His works were notable for their grandeur and panoramic scale, which appealed to the court. He was frequently commissioned to do important work, which made him famous and respected. He did not, however, become wealthy, as he rejected monetary rewards and considered wealth to be a primary human vice. He, therefore, lived on the streets with the common folk and his clothing was typically ragged and dirty.
He was also notorious for both despising realism and insisting on making paintings of famous people and existing landmarks. His works would take unparalleled creative liberty, up to the point that a painting called “The Tower of Upland” shows a deep hole in the ground. His portrait of the Duke of Villpeh is a nice looking young man. The Duke was also said to have been good looking, but the person on the portrait bore little resemblance. The Duke, however, famously accepted the portrait and displayed it on a wall facing the main entrance of his house, with the inscription “Portrait of a young man”.

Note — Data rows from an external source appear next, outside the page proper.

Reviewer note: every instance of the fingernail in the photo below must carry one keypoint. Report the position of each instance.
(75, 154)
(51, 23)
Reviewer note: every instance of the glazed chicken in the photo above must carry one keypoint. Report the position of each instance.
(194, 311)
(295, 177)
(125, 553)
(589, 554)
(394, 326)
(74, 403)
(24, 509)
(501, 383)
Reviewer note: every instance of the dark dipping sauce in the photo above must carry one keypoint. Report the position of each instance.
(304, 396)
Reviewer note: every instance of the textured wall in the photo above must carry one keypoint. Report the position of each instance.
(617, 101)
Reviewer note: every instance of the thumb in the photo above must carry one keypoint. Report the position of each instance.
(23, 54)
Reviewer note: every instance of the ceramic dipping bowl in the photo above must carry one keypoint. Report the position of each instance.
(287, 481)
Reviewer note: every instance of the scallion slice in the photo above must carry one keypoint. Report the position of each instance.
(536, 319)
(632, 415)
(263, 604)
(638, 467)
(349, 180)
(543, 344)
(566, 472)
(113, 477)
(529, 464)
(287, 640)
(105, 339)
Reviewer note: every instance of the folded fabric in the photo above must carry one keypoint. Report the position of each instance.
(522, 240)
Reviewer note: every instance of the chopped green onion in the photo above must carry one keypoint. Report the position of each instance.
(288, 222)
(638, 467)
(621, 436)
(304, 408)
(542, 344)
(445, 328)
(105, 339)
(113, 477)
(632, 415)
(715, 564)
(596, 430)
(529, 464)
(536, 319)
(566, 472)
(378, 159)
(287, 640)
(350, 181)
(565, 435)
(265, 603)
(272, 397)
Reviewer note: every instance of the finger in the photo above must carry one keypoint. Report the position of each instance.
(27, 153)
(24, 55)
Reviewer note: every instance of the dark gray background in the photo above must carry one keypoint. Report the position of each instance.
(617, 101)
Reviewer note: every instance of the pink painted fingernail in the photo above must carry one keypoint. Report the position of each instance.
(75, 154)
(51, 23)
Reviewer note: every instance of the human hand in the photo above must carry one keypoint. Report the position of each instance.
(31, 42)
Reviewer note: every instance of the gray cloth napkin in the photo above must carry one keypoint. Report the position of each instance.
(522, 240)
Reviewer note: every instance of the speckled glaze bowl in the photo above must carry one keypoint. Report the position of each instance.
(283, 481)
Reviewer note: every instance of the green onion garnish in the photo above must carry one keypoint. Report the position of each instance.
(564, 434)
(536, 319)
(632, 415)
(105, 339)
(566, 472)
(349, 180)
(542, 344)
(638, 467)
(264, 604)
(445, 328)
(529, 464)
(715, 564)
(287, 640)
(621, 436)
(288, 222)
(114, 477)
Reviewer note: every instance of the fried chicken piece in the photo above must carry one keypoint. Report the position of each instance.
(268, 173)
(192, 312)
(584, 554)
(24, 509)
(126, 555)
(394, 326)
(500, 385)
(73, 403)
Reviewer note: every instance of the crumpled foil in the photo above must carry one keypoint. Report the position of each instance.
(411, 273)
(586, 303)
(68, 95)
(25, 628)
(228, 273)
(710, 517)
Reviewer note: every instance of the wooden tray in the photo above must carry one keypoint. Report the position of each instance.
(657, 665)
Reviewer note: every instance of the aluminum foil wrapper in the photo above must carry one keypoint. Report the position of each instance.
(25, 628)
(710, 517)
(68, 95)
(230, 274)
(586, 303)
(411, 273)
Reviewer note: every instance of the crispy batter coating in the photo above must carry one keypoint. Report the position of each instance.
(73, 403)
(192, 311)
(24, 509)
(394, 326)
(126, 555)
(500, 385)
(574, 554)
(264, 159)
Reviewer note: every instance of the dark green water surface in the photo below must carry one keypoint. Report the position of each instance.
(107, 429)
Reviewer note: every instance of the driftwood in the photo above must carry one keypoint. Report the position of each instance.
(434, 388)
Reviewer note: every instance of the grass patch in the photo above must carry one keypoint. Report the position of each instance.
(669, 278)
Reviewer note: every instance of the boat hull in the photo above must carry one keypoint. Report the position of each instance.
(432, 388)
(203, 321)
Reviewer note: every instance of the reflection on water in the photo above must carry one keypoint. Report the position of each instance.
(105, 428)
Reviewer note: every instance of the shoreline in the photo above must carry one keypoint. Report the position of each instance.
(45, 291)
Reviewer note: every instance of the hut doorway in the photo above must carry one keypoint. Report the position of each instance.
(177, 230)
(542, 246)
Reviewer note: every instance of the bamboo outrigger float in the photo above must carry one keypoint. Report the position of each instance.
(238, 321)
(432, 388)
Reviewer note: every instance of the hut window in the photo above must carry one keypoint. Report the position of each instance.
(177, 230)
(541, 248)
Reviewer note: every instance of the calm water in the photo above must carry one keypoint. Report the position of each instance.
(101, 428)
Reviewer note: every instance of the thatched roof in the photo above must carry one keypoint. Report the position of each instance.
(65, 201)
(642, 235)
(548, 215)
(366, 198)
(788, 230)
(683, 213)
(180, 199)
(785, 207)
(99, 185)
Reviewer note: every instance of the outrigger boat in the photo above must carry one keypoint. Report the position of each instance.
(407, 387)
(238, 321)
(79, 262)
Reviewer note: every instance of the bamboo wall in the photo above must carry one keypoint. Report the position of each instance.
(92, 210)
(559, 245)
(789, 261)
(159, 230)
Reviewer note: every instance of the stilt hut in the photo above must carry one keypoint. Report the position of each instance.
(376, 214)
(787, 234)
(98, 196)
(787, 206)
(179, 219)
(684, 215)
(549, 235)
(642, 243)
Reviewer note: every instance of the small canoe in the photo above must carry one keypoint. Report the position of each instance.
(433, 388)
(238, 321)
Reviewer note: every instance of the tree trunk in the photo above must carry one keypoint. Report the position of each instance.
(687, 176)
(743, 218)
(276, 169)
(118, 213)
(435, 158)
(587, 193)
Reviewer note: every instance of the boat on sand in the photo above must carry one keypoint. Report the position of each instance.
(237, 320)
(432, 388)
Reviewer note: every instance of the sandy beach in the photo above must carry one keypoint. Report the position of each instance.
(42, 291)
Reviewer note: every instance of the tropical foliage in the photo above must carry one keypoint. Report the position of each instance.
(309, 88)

Eventually, Twardin ran into trouble with the Last Emperor who had commissioned him to create a mural of the Neutral Palace. Painted on a 4×6 meter canvas, the mural garnered high praise for its artistic qualities, but was noted to be completely different from how the actual Neutral Palace looked like. This angered the emperor, who then imprisoned Twardin in the Palace, with the intent of punishing him after the Congress was over. Twardin was let go by the emperor's courtiers after the emperor was murdered in the Long Corridor of the Palace by Rhadr.